June 7, 2000: National Freedom of the Press Day in Mexico: Two-time National Press Award-winner Carlos Ramírez dedicates his column in El Universal and 25 other dailies to criticizing Dillon of the NY Times. Dillon writes letter to the editor, trying to obscure the issue as a matter of the date of his exit. Later, NY Times International Editor Andrew Rosenthal tries to silence Ramírez. That effort fails miserably: Ramírez then raises evidence that a Pulitzer prize winning Times story by Dillon was disproven and notes that the Times is so rabid to gag him because there is "a Pulitzer at stake."

June 2000: The paper trail of millions of dollars of money-laundering, in the style of the narco-traffickers, by the Vicente Fox campaign comes to light.
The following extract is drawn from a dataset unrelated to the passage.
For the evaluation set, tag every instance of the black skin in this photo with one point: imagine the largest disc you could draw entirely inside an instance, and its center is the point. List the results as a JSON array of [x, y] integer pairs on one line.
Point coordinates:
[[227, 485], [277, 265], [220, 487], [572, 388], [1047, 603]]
The disgraced NY Times correspondents Dillon and Preston, filing some of their final stories, are the only US journalists to defend Fox and claim that the charges were not documented. Other US journalists were more cautious given that the charges were documented by bank checks. (Dillon and Preston say they will work on a book about "Mexican democracy" once leaving the Times bureau: Are they distorting the news to stay close to Fox?)

July 2, 2000: Vicente Fox wins Mexican Presidential Election.

July 7, 2000: Vicente Fox meets in Mexico City with US Ambassador Jeffrey Davidow.

Fox then meets with former US Ambassador James Jones, former employee of a company backed by presumed drug trafficker Carlos Hank González and recently hired by the Washington law firm of Mannatt and Phelps, owned by the US Narco-Ambassador to the Dominican Republic and former US Democratic Party chairman Charles Mannatt.

After meeting with the two US operators, Fox hops on a plane, then a helicopter, and according to El Universal, heads for Punta Pajaros on the Cocaine Peninsula as guest of the Narco Banker Roberto Hernández Ramírez.